# How long did it take you to potty train your dog/puppy?



## Nicole74 (May 30, 2009)

I know it takes a while before the dogs are fully potty trained and it takes quite a bit of persistance, but how long did it take you to potty train your puppy or dog?

I've been at it for 3 weeks and she will pee and poop on command outside. Bailey is still having accidents in the house(pee only). I do catch her in the act, tell her no and take her right out and she will finish outside. I tell her what a good girl she is. I'm taking her outside at least every hour to two hours outside during the time I'm awake, but still goes pee in the house. At night she holds it 8 hours in her crate. She is 11 weeks old today and is still a little baby.

I'm very greatful for the Hoover steam cleaner I have. I clean the carpets twice a week and use Natures Miracle in between cleanings. I just ordered odorxit fconcentrate for the carpet cleaner. It worked very well when our cat had her kidney stones and was peeing all over the house. Took the smell right out.


----------



## esSJay (Apr 13, 2009)

Molson took a while to housebreak, I think at about 4.5 months all of a sudden it clicked and he started to ask to go outside when he needs to go. He's home for 8 hrs in the day while we're at work with free roam of the main floor and he has never peed/pooped during the day! What's weird though, is that he will still do it on occasion (once every 2 weeks) IN the house while we ARE home. :doh:


----------



## GoldenSail (Dec 30, 2008)

At 10 weeks, Scout was pretty much done, but she is a smart little booger  I would be lying to say she never had one since, but is is so rare and only occurs when she can't get outside. She is now 18 weeks...


----------



## Doodle (Apr 6, 2009)

Brady was really quick....Took about 4 weeks to train so he was about 13-14 weeks old. Question: Does she have run of the whole house while she is out of her crate?


----------



## Nicole74 (May 30, 2009)

> Does she have run of the whole house while she is out of her crate?

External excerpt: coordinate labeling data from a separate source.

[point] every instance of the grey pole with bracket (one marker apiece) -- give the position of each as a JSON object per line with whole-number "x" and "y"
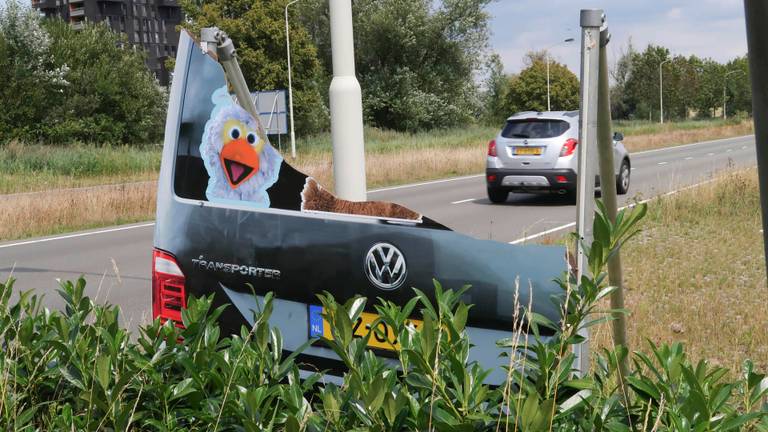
{"x": 591, "y": 20}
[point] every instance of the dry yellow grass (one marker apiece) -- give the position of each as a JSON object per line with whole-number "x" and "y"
{"x": 671, "y": 136}
{"x": 696, "y": 274}
{"x": 42, "y": 213}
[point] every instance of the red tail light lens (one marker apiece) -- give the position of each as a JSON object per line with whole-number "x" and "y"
{"x": 168, "y": 292}
{"x": 492, "y": 148}
{"x": 569, "y": 147}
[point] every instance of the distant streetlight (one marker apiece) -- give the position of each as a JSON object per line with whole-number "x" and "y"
{"x": 290, "y": 88}
{"x": 661, "y": 90}
{"x": 725, "y": 115}
{"x": 549, "y": 106}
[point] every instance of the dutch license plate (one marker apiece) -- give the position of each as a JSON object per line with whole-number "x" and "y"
{"x": 319, "y": 327}
{"x": 534, "y": 151}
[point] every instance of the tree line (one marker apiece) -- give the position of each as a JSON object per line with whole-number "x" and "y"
{"x": 61, "y": 85}
{"x": 422, "y": 64}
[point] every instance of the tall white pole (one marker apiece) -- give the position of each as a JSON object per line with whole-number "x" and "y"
{"x": 290, "y": 87}
{"x": 661, "y": 93}
{"x": 549, "y": 105}
{"x": 346, "y": 107}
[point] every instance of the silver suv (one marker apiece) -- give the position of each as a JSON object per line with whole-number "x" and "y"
{"x": 536, "y": 152}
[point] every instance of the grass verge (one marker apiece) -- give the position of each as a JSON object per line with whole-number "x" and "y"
{"x": 696, "y": 275}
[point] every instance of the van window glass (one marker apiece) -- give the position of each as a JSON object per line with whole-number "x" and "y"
{"x": 534, "y": 128}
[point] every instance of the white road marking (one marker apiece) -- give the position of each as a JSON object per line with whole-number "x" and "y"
{"x": 463, "y": 201}
{"x": 690, "y": 145}
{"x": 85, "y": 234}
{"x": 426, "y": 183}
{"x": 566, "y": 226}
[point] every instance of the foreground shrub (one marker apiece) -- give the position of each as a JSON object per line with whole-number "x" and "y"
{"x": 78, "y": 369}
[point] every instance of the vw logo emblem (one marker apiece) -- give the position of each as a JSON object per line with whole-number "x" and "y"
{"x": 385, "y": 266}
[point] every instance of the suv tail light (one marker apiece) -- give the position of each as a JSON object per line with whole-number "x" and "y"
{"x": 569, "y": 147}
{"x": 168, "y": 292}
{"x": 492, "y": 148}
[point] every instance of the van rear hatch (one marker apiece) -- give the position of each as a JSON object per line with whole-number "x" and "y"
{"x": 531, "y": 143}
{"x": 238, "y": 250}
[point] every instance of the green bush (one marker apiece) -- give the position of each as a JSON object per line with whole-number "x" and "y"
{"x": 63, "y": 85}
{"x": 77, "y": 369}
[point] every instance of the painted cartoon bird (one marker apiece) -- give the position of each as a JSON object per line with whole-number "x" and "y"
{"x": 241, "y": 166}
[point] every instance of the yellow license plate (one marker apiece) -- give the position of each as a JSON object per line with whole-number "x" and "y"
{"x": 536, "y": 151}
{"x": 386, "y": 340}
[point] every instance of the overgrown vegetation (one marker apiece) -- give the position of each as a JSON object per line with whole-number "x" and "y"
{"x": 61, "y": 85}
{"x": 78, "y": 369}
{"x": 696, "y": 274}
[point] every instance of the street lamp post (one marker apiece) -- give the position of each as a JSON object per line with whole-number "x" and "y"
{"x": 725, "y": 82}
{"x": 549, "y": 105}
{"x": 661, "y": 91}
{"x": 290, "y": 88}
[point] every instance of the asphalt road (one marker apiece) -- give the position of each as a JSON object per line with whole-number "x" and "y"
{"x": 116, "y": 261}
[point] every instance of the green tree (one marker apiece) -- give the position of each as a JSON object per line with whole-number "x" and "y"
{"x": 642, "y": 86}
{"x": 738, "y": 86}
{"x": 62, "y": 85}
{"x": 257, "y": 28}
{"x": 415, "y": 59}
{"x": 495, "y": 93}
{"x": 528, "y": 90}
{"x": 110, "y": 94}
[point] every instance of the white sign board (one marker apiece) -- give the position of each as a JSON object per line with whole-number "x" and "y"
{"x": 272, "y": 110}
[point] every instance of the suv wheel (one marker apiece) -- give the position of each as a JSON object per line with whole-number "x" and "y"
{"x": 622, "y": 180}
{"x": 497, "y": 196}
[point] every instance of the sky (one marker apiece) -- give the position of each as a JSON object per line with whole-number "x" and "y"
{"x": 706, "y": 28}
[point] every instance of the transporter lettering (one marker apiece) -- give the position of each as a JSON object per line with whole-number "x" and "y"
{"x": 244, "y": 270}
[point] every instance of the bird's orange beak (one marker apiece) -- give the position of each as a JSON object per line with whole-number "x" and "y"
{"x": 240, "y": 161}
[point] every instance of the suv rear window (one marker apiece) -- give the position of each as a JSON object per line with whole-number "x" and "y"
{"x": 534, "y": 128}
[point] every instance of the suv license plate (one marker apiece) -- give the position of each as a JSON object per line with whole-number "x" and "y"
{"x": 535, "y": 151}
{"x": 319, "y": 327}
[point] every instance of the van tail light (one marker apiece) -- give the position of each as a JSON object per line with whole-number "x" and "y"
{"x": 569, "y": 147}
{"x": 492, "y": 148}
{"x": 168, "y": 292}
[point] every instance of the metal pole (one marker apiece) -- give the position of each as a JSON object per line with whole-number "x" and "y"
{"x": 725, "y": 81}
{"x": 608, "y": 192}
{"x": 290, "y": 87}
{"x": 212, "y": 37}
{"x": 591, "y": 20}
{"x": 346, "y": 108}
{"x": 661, "y": 92}
{"x": 756, "y": 14}
{"x": 549, "y": 107}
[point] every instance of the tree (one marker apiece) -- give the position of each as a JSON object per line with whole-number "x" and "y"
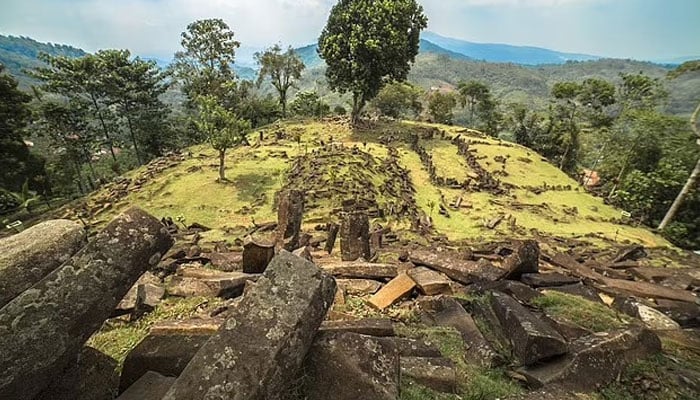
{"x": 399, "y": 99}
{"x": 204, "y": 66}
{"x": 19, "y": 165}
{"x": 692, "y": 179}
{"x": 440, "y": 106}
{"x": 282, "y": 69}
{"x": 472, "y": 93}
{"x": 367, "y": 43}
{"x": 223, "y": 129}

No, she is only allowed in the livingroom and kitchen. Everywhere else is off limits. I can not contain her in the kitchen only due to the very wide spacing from the kitchen to the living and formal dining area.


----------



## solinvictus (Oct 23, 2008)

These are just my thoughts on the subject.
Every time a puppy gets to eliminate in the house it re-enforces them going in the house and is a step backward in the process of potty training.

My other thought is that puppies are not truly potty trained until after 6 -10 months old. Prior to that they are growing and they can hold out longer and longer.

So, the puppy doesn't get potty trained early but you do. (generic you) If a puppy is going in the house without a cause then the pup needs checked by the vet. 

Eating, playing, sleeping and other forms of excitement can cause a puppy to want to eliminate. If a pup is having accidents look at the length of time that was between eliminations and activities and then adjust the time.

Most puppies learn early a way to communicate to their owners their needs but in our busy lives we may miss one of these communications so it is best to always follow some sort of plan.

Any pups that are not given an opportunity to have an accident are pretty reliable for short time periods after the first 2 to 4 weeks at home.


----------



## solinvictus (Oct 23, 2008)

Puppies should be under constant observation when out and about in the house. When you cannot keep an eye on them they should be crated or in a puppy playpen as you (generic you) never know what they can find and get into. This is both for safety and training.
If the puppy runs off while you are busy cleaning, cooking etc leash the pup to you as you go about your chores so you have a constant handle on the pup.


----------



## dogluver04 (Jul 5, 2008)

My Chloe girl took a while to house train! I dont know why, but she was close to a year before she stopped having the odd accident in the house! I think it could have also been that when she was about 6-7 months I started taking her to the cottage once summer time came around and I think she got confused and it set her back a bit! But now at 7 years old she is great.. lol

Cedar on the other hand was good once she hit about 5-6 months. AT 7 months we went away to St maarten and I left her at my moms and she peed on the floor within 30mins of me leaving the house to go to the airport.. lol But she didnt know where to go to ask to go out!

It didnt help with for the first 9 months of her life she never asked to go out. Never any signs! Now she paces from the door to you when she wants out! but before she figured that one out, she never went to the door or anything!


----------



## dogluver04 (Jul 5, 2008)

esSJay said:


> Molson took a while to housebreak, I think at about 4.5 months all of a sudden it clicked and he started to ask to go outside when he needs to go. He's home for 8 hrs in the day while we're at work with free roam of the main floor and he has never peed/pooped during the day! What's weird though, is that he will still do it on occasion (once every 2 weeks) IN the house while we ARE home. :doh:


I am shocked that he stays out during the day at that age! Cedar is now over a year and there is NO WAY i would leave her out when Im gone. She still gets into everything. Ive caught her chewing on the baseboard at one point! We have finally graduated to sleeping on the bedroom floor with the babygate across the door. and I have left her in the Kitchen for an hour or so when I need to run out to the store, but I make sure there is NOTHING in reach of her.. lol Blocking the kitchen off is the first step, maybe by 2 she can have the house.. lol


----------



## Nicole74 (May 30, 2009)

I figured it wouln't be until they were at least 4 months of age. Bailey is still getting use to being in the kennel during the day. Of course she'd rather be out and playing with us.


----------